The problem with both Random House and HarperCollins, however, is that they are more interested in driving web users back to physical books than driving a new market. Only now are they “experimenting” with selling chapters online or giving away content—and those experiments seem rigged to fail. Random House, for example, is selling chapters of Chip and Dan Heath’s Made To Stick: Why Some Ideas Survive and Others Die for $2.99 each—a good choice but a curious price point, given the physical book is available online for under $10. HarperCollins is offering free downloads of some titles—including a new novel by Paulo Coelho—but those editions are only available for one month, and readers can’t download them to their computers or print them.
Limiting online activities to the marketing of physical books avoids any real engagement with the future….
Thanks for the thought-provoking read, lis!
I’m always wanting to look things up in the Oxford Dictionary of National Biography, a fantastic resource that costs a lot to subscribe to online. Through your library (or school) you can do it, and you can always ask them to subscribe. They can only say no (or nei, in my case.)
This poor post has been up for over 24 hours now…
Hmm, well that’s an interesting point you made about the Oxford DNB, Crown. I’ll have to think about it and get back to you AFTER EVERYONE ELSE HAS COMMENTED.
*sound of approaching hoofbeats*
*sound of receding hoofbeats*
“Who was that masked hat, anyway?”
Oh yes, here they come now…
Boy, this is interesting.
Libraries, you say?
Yeah, the Hat had an emergency over at British Collective Plurals. It’s quicker sometimes to cut through on horseback…
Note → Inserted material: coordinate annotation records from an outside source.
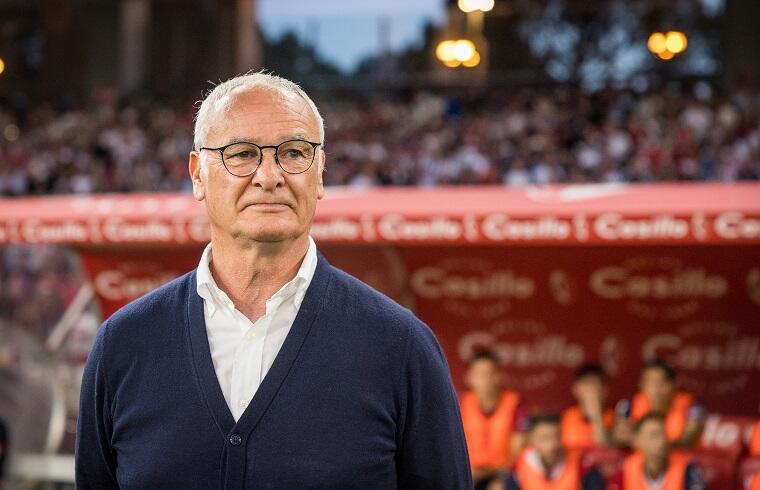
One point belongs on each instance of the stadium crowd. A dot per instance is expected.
(649, 441)
(419, 138)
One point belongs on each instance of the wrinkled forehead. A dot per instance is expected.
(243, 109)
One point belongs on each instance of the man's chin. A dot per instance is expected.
(269, 234)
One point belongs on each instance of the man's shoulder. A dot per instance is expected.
(162, 305)
(374, 307)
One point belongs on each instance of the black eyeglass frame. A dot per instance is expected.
(261, 155)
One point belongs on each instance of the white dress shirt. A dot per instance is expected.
(243, 351)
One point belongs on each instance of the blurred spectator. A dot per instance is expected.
(546, 465)
(517, 138)
(36, 283)
(754, 442)
(653, 466)
(493, 420)
(684, 416)
(590, 421)
(3, 450)
(754, 482)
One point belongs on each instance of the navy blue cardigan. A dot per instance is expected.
(359, 396)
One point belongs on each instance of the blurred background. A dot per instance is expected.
(533, 105)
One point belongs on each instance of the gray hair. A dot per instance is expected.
(244, 83)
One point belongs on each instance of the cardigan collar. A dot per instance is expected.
(312, 304)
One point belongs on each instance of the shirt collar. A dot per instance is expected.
(294, 289)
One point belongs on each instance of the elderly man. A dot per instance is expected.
(266, 367)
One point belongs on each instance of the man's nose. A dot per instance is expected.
(269, 174)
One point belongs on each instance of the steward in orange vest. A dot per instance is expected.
(684, 416)
(588, 423)
(754, 482)
(491, 417)
(546, 465)
(652, 466)
(754, 442)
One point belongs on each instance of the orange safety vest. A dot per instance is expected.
(675, 419)
(531, 478)
(488, 436)
(577, 431)
(755, 483)
(633, 473)
(754, 442)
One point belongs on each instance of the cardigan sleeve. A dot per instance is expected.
(95, 460)
(432, 450)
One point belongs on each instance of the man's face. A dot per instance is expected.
(545, 439)
(651, 439)
(270, 205)
(656, 386)
(483, 377)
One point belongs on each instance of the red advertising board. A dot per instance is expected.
(546, 278)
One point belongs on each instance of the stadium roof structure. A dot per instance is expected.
(598, 214)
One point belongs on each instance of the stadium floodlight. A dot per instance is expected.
(459, 52)
(464, 50)
(667, 45)
(656, 43)
(676, 42)
(468, 6)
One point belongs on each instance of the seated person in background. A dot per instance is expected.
(753, 483)
(652, 466)
(684, 416)
(546, 465)
(754, 441)
(493, 420)
(588, 423)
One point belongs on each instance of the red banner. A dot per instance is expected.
(561, 215)
(546, 310)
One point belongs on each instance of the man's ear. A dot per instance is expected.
(194, 166)
(320, 171)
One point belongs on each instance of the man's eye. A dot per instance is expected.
(244, 155)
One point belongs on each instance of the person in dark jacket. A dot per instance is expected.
(266, 367)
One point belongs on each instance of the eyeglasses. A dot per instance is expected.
(242, 159)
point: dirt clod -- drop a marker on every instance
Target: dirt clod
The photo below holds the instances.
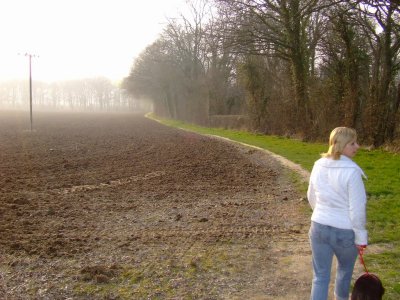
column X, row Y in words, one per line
column 117, row 206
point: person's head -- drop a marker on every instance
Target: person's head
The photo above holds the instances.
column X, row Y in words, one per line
column 342, row 140
column 367, row 287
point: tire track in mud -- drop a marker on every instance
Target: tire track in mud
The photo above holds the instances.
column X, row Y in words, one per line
column 164, row 204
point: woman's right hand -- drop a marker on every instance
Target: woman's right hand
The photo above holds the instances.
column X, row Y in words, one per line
column 361, row 248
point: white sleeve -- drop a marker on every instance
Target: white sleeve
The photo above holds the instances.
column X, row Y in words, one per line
column 357, row 207
column 311, row 191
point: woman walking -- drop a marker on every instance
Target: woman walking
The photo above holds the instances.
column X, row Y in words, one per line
column 337, row 196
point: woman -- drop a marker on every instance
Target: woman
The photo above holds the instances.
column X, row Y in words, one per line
column 337, row 196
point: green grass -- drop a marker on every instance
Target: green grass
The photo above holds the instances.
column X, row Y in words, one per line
column 383, row 189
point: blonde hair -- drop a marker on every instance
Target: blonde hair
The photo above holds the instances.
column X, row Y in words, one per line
column 338, row 139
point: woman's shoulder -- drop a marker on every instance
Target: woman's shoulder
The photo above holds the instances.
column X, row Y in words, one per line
column 343, row 163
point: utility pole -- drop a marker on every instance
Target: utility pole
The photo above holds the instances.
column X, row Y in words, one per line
column 30, row 85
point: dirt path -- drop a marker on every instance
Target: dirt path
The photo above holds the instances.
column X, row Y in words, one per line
column 117, row 206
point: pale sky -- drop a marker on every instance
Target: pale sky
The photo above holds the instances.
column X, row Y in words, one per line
column 77, row 39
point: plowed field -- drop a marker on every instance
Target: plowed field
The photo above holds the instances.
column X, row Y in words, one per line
column 117, row 206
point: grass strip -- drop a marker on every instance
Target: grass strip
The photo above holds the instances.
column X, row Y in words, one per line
column 383, row 190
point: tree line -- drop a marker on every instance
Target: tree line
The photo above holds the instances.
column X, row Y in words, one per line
column 294, row 67
column 91, row 94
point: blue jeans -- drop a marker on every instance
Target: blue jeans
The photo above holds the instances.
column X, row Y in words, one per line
column 327, row 241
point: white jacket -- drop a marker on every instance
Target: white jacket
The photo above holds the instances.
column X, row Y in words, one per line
column 337, row 196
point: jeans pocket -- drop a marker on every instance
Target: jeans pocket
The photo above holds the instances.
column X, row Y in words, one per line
column 345, row 238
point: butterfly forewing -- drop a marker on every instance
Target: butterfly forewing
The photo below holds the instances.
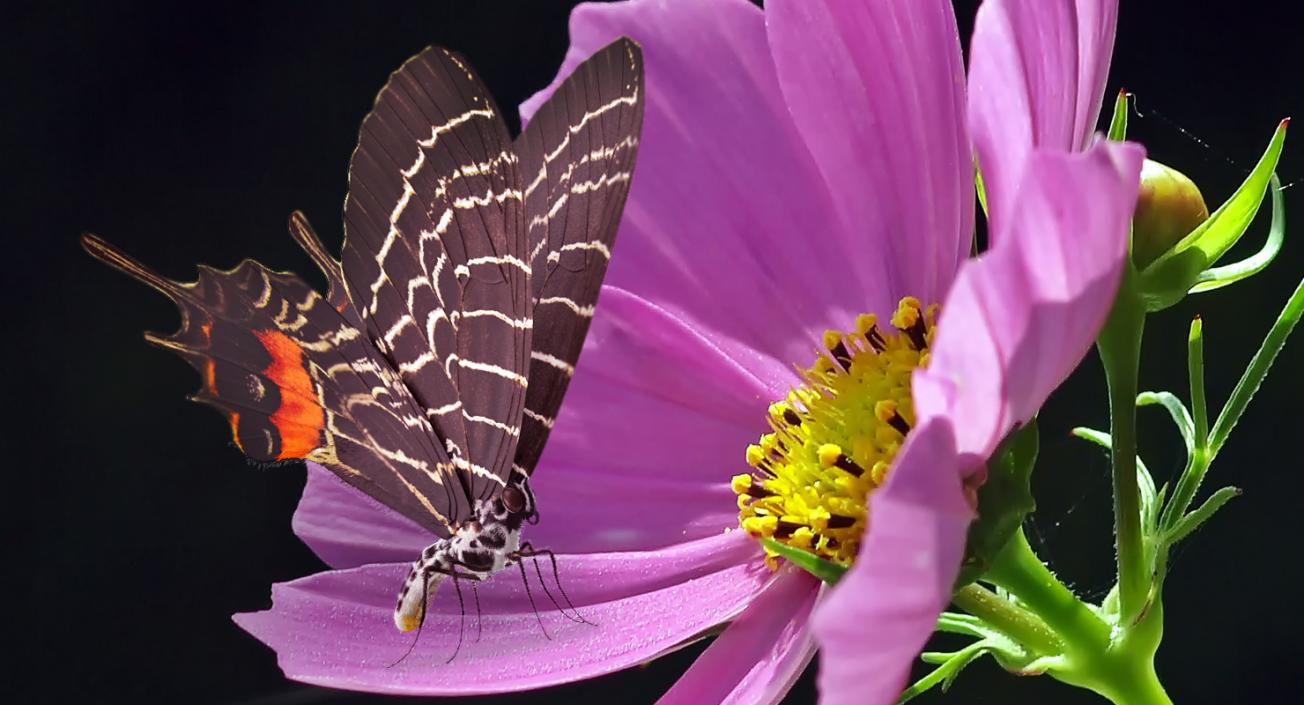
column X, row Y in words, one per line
column 433, row 257
column 296, row 379
column 577, row 159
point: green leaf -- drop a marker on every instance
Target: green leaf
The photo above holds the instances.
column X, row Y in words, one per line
column 1150, row 499
column 1217, row 278
column 1201, row 514
column 1179, row 413
column 1169, row 279
column 1119, row 123
column 1004, row 501
column 1257, row 369
column 946, row 674
column 824, row 570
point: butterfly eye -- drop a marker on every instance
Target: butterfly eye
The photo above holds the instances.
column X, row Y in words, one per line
column 514, row 499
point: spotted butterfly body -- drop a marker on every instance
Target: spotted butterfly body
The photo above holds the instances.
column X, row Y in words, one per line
column 430, row 372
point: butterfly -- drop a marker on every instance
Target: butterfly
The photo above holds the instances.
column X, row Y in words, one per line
column 430, row 373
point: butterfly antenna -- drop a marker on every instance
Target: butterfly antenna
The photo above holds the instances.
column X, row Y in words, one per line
column 524, row 579
column 480, row 626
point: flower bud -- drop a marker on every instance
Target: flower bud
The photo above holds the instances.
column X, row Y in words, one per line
column 1169, row 207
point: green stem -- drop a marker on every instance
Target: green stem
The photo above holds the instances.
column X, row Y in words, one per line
column 1257, row 370
column 1120, row 352
column 1019, row 623
column 1196, row 373
column 1133, row 683
column 1017, row 570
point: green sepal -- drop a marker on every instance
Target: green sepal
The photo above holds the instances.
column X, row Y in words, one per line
column 824, row 570
column 1004, row 501
column 1171, row 276
column 1119, row 123
column 1217, row 278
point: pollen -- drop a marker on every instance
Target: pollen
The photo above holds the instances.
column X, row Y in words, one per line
column 832, row 438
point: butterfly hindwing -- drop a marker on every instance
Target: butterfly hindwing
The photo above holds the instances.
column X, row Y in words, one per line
column 433, row 257
column 295, row 379
column 577, row 159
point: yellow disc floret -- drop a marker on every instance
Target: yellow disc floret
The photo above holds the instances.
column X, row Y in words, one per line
column 833, row 438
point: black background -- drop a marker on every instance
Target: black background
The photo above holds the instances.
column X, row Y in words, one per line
column 188, row 132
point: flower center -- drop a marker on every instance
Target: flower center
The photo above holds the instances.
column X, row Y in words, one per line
column 833, row 437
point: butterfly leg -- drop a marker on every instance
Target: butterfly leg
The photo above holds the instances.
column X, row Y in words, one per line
column 527, row 550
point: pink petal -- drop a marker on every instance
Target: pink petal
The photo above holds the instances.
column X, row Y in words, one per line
column 346, row 528
column 647, row 398
column 728, row 223
column 1022, row 316
column 879, row 615
column 1036, row 80
column 665, row 405
column 760, row 654
column 878, row 91
column 335, row 628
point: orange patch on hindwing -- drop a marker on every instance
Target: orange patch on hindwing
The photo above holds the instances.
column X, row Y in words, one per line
column 299, row 418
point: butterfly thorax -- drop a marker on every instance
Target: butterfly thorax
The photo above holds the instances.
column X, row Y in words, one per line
column 480, row 547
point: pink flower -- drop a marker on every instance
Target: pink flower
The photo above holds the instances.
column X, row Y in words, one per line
column 797, row 168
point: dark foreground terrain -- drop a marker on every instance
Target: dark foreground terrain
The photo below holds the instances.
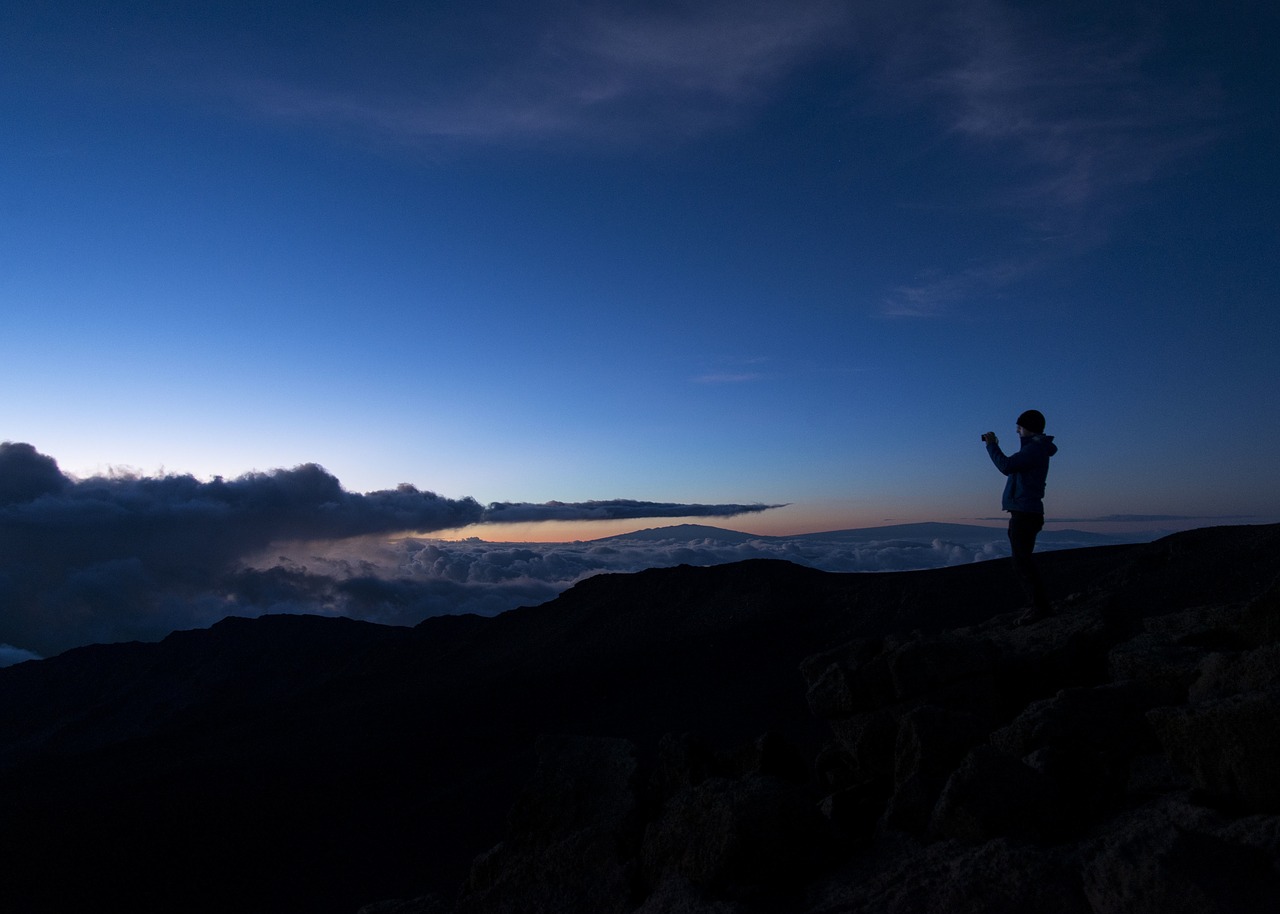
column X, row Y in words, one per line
column 730, row 740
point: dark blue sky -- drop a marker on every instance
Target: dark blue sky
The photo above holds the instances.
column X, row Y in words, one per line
column 716, row 252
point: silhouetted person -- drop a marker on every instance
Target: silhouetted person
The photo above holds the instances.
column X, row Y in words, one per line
column 1023, row 499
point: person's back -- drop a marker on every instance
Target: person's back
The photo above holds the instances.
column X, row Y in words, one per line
column 1023, row 498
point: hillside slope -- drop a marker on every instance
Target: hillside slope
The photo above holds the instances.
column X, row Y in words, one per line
column 671, row 718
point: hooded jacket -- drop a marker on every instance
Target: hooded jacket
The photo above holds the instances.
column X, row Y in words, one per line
column 1024, row 489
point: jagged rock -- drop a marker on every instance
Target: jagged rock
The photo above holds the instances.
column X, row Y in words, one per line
column 1228, row 673
column 1229, row 746
column 1168, row 859
column 566, row 849
column 1159, row 661
column 1083, row 740
column 677, row 895
column 426, row 904
column 997, row 877
column 995, row 795
column 931, row 741
column 725, row 833
column 947, row 761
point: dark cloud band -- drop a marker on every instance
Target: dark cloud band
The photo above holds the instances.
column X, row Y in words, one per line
column 126, row 557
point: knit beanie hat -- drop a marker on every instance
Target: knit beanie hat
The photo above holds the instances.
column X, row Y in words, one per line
column 1032, row 420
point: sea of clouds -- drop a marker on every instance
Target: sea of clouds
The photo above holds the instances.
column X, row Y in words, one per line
column 126, row 557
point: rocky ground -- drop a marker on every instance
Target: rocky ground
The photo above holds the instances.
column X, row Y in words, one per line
column 1121, row 757
column 735, row 740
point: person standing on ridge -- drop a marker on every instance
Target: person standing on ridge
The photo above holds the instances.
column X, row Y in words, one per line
column 1023, row 499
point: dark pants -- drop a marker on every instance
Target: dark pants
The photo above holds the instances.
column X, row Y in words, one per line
column 1023, row 528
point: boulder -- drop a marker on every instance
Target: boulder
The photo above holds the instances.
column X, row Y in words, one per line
column 1229, row 746
column 995, row 795
column 1162, row 859
column 568, row 839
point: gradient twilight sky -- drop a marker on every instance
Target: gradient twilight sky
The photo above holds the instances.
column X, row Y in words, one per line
column 786, row 251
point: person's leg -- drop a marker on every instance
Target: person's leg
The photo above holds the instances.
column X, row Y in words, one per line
column 1023, row 529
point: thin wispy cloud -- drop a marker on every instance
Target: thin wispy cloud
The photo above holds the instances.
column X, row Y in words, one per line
column 617, row 73
column 1069, row 120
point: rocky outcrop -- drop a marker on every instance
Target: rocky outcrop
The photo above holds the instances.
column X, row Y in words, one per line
column 1110, row 758
column 744, row 739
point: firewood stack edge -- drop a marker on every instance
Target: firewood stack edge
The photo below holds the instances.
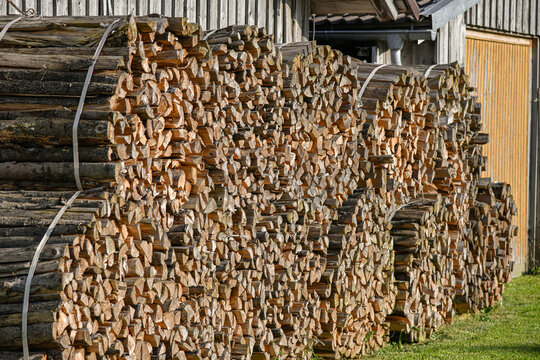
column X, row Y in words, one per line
column 242, row 199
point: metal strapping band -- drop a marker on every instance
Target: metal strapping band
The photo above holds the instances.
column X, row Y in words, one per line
column 8, row 25
column 364, row 86
column 68, row 204
column 429, row 70
column 210, row 33
column 81, row 104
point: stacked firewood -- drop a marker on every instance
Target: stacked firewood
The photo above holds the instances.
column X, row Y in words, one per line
column 489, row 264
column 423, row 269
column 243, row 200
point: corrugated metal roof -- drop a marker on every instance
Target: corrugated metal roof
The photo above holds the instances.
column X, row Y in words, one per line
column 349, row 20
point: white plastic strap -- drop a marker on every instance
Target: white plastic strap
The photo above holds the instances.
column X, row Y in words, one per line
column 32, row 269
column 76, row 169
column 51, row 227
column 8, row 25
column 429, row 70
column 364, row 86
column 208, row 34
column 110, row 9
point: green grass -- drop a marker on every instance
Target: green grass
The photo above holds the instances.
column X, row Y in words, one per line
column 508, row 331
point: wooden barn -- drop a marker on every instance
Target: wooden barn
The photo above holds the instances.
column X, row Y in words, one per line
column 497, row 42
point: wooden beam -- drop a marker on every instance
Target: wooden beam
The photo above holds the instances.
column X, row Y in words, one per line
column 413, row 6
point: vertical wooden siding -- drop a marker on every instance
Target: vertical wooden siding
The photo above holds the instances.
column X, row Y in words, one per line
column 499, row 67
column 288, row 20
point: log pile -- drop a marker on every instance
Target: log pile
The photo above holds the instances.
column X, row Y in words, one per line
column 422, row 268
column 489, row 264
column 243, row 200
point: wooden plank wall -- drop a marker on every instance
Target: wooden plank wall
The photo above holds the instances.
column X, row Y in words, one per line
column 515, row 16
column 288, row 20
column 451, row 41
column 499, row 67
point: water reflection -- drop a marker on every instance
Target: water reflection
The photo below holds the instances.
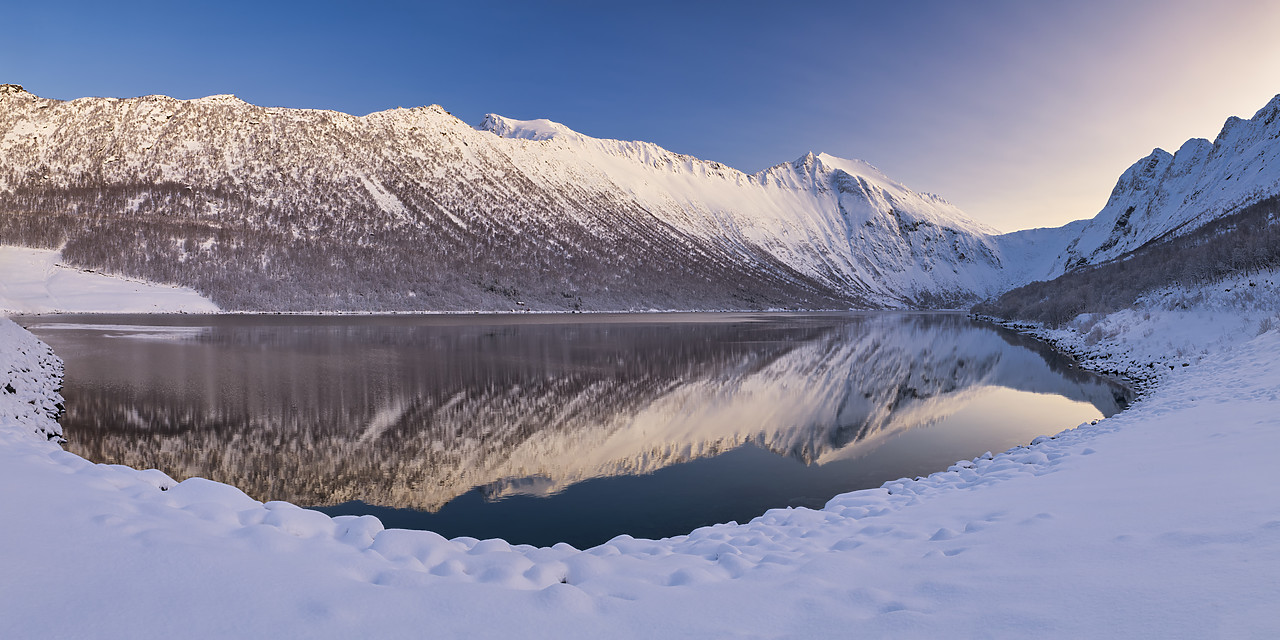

What? Libraries? I love libraries. I really do.
*rubs eyes, checks alarm clock*
I’ll have a comment within the hour for you, I swear.
Huh, So much for getting up at five. It doesn’t count if you go back to bed at eight, you know.
I wake up at five, do yoga, make coffee for my girlfriend, and start her car so it’s warm for when she has to drive to work; then when she’s gone I drink myself stupid and pass out until you call me to fulfill my obligations as a part-time LH commenter. I think that counts for a lot, thank you.
Just wait till the poor guy finds out that the money I pay him in is accepted as legal tender only in Zembla. He may not get out of bed at all.
Oh, you bastard.
Baen Books provides (not “provide”
) free versions of many of its back-list titles, in unsecured text versions here. In addition, it sells (my first inclination was “they sell”, for some reason) front-list titles in electronic format, also in unsecured formats.
From the reports the company has released, this policy has increased Baen’s sales pretty dramatically.
Thanks for the Baen link, here’s some more:
Scandinavian medieval classics online:
http://www.northvegr.org/lore/prose2/007.php
Fiction, reference, classics online:
http://www.bartleby.com/
Most of the LH posts are about language itself, this one is about the business of language. I think people are not commenting so much not because of a lack of interest, but a lack of experience in the business end of language. Also this link was a little longer article than usual and I always meant to come back and read the rest of it later…..
a lack of experience in the business end of language
Most people here make their living directly from it.